Purchase this article with an account.
Olga Savina, Andre Bergeron, Daniel Guitton; Effect of training to an area-cue on human saccadic eye movements. Journal of Vision 2007;7(9):20. doi: 10.1167/7.9.20.
Download citation file:
© ARVO (1962-2015); The Authors (2016-present)
Introduction. Eye movement latency to targets can be shortened by advanced preparation of saccadic programs. Specifically, advanced saccade preparation can be enhanced through training to attend to a specific location in space (Paré & Munoz, 1996). However, people often know the area where a target will appear rather than its precise location. Here, we investigated how saccades were affected by training to attend to a circular area within which a target appeared at random locations. Additionally, we looked at how training to attend to an area of one size influenced saccades to targets presented in a larger circular area.
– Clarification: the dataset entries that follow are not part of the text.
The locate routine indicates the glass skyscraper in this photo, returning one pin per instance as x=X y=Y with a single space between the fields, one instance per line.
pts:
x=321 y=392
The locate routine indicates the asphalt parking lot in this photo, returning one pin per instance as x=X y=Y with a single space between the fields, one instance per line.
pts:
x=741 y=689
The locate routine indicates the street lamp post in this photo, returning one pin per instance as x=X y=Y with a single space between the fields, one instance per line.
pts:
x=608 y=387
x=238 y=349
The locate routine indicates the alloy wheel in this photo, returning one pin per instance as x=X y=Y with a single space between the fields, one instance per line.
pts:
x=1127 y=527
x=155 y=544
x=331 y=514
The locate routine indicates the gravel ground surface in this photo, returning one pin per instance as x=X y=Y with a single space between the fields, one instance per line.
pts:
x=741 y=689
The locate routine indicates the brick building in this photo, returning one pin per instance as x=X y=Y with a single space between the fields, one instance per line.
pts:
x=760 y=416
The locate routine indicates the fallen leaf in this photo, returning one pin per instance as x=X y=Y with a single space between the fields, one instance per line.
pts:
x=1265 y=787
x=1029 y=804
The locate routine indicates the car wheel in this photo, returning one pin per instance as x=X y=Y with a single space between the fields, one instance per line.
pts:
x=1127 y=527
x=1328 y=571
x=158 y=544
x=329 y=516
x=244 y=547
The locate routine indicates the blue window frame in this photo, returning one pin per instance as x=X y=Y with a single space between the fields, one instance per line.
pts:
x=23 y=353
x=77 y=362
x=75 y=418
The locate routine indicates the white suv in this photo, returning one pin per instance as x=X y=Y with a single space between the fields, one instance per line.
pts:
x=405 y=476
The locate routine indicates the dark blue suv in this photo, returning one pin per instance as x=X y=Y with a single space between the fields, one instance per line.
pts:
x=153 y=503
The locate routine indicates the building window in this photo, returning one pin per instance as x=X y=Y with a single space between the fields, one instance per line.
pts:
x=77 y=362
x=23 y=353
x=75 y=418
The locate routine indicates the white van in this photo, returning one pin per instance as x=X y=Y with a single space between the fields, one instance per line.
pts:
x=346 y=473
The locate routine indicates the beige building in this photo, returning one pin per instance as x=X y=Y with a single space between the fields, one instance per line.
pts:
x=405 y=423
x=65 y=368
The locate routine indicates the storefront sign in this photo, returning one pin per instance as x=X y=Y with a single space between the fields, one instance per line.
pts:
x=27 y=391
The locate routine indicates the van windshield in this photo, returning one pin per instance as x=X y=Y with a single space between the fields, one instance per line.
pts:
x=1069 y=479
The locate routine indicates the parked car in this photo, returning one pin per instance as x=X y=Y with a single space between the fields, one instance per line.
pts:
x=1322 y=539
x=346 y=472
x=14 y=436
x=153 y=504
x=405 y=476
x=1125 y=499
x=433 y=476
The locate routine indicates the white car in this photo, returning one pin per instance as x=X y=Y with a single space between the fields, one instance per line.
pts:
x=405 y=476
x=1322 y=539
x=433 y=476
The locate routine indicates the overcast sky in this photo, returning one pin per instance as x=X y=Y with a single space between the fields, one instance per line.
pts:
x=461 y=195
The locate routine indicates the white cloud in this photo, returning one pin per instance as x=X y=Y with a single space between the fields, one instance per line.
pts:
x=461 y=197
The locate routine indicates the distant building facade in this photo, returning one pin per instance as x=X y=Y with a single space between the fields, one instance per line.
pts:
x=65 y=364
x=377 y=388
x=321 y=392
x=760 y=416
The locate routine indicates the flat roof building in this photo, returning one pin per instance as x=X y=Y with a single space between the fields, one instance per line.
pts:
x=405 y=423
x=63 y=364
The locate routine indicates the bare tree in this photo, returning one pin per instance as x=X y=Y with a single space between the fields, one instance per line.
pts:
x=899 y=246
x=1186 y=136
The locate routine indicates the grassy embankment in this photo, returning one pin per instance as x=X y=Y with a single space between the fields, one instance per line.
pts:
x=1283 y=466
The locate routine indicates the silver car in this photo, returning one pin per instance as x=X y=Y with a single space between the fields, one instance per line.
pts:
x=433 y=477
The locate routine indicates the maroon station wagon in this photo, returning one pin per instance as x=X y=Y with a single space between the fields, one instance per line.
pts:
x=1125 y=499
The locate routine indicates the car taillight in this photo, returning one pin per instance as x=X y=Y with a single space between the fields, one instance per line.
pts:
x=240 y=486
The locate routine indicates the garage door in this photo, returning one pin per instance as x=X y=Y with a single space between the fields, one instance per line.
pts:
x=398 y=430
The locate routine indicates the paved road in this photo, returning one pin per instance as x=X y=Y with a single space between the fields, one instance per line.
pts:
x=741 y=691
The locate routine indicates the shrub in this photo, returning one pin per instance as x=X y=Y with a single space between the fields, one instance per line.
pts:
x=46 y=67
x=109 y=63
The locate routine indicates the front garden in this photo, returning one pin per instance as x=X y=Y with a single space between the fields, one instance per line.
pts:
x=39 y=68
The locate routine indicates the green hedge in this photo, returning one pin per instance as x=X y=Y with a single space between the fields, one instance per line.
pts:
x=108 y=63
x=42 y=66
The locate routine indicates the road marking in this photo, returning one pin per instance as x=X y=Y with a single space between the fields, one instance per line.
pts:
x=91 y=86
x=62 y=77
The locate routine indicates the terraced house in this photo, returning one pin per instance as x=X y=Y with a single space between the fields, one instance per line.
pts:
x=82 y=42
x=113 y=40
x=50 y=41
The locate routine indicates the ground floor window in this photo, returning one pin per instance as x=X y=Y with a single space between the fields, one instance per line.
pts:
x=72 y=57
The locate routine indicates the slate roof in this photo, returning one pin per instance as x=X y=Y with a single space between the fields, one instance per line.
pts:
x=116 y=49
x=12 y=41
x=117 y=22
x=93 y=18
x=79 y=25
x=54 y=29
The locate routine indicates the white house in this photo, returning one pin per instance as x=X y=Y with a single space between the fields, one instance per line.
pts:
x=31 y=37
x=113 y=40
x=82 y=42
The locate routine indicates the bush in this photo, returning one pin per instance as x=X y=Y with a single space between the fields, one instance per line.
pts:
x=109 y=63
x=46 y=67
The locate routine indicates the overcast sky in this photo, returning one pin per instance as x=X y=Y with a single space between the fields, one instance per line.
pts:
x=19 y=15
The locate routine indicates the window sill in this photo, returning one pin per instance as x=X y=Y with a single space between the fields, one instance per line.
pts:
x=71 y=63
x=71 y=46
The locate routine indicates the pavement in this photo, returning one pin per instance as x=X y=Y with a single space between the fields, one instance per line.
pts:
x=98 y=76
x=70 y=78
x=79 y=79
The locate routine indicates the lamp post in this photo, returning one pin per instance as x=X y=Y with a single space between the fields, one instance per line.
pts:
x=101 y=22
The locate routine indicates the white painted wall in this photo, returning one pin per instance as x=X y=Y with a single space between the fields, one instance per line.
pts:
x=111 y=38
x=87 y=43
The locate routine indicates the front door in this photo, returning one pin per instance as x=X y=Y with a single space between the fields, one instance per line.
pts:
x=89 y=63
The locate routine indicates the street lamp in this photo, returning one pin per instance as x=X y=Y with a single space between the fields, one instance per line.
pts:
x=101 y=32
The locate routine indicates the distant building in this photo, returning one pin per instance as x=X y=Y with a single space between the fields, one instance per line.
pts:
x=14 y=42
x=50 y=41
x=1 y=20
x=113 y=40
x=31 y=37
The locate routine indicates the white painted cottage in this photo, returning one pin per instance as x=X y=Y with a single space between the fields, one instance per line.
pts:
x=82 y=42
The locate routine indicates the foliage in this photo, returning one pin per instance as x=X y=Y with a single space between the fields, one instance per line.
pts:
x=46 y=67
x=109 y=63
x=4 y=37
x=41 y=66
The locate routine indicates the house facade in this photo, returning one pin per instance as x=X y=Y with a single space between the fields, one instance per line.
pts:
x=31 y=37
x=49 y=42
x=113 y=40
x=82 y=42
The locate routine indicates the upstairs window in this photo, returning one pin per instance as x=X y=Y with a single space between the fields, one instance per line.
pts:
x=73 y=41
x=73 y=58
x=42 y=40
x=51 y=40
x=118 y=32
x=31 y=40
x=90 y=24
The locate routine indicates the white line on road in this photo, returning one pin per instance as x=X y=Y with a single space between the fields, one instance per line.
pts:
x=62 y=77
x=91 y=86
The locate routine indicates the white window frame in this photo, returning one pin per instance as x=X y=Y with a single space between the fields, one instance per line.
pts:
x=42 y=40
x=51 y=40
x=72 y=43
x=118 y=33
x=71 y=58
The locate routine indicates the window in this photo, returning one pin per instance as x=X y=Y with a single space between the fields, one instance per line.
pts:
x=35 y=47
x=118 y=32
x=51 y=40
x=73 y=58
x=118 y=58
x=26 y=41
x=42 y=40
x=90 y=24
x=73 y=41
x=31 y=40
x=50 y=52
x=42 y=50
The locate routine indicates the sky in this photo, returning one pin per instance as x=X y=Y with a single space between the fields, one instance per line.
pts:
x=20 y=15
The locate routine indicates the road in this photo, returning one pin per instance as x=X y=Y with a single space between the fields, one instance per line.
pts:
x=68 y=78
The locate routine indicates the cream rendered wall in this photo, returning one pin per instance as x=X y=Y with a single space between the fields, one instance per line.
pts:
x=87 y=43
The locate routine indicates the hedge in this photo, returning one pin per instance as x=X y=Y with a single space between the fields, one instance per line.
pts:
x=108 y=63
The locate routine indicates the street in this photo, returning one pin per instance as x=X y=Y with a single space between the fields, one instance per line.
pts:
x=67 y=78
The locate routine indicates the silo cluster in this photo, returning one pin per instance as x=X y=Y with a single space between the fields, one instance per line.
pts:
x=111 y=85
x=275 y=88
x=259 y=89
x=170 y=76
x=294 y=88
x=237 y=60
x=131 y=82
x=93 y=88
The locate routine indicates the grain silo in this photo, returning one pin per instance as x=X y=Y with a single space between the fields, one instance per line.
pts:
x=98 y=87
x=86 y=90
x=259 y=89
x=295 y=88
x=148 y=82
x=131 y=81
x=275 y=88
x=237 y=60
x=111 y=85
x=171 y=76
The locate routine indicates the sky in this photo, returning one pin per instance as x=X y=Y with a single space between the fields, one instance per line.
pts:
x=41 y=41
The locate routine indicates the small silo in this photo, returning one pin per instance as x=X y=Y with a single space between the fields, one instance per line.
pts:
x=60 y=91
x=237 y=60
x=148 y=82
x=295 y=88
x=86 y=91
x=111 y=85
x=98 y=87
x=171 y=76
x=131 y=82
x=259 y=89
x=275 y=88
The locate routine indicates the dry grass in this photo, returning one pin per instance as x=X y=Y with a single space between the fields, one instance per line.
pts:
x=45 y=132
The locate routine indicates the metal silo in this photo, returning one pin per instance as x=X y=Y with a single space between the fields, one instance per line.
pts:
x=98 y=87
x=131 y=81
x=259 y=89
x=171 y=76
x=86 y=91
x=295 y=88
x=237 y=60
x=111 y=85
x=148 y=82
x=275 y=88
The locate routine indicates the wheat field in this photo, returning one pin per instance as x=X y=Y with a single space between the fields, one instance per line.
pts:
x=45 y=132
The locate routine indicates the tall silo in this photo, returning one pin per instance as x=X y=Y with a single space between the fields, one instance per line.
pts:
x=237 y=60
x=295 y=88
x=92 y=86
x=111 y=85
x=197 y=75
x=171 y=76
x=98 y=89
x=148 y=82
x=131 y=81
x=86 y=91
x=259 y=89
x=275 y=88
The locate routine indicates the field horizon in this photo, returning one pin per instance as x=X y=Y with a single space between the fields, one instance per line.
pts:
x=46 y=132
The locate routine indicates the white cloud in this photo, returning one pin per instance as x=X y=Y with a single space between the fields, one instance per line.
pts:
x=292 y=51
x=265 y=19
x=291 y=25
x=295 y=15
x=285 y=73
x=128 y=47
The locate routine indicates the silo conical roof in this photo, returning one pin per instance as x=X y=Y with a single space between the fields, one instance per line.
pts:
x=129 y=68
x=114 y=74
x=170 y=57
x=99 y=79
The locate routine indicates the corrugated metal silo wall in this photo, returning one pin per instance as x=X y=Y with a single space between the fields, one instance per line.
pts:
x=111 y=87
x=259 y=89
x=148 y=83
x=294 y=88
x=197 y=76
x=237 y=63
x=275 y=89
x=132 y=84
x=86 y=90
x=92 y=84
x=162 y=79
Methods. Each trial began with a central fixation point, followed by simultaneously presenting a circular area-cue (6° or 10° diameter), for 400ms. These disappeared, and following a gap period (170ms or 220ms), the target was flashed for 68ms. Participants were required to quickly and accurately saccade to the target once it appeared. Saccade reaction time and position were recorded. To prevent anticipatory saccades, catch trials were included in pre- and post-training sessions where some targets were presented outside the area-cues. During the training sessions, the target was always presented within a 6° area at random locations.
Results. Post-training goal-directed saccades were mostly anticipatory. Participants each developed a preferred region inside the trained area, where post-training anticipatory saccades were directed. This preferred region scaled with cued-area size, i.e. post-training distributions of saccade-end points greatly overlapped once normalized for cued-area position and size. From the preferred region subjects often generated visually driven corrective saccades to the target inside the area cue. Over all, there was no speed-accuracy trade off.
Discussion. Present findings show that oculomotor preparations extend to areas, not just to a single target location. Compared to pre-training, the learned strategy assures that targets are acquired more quickly without loss of accuracy.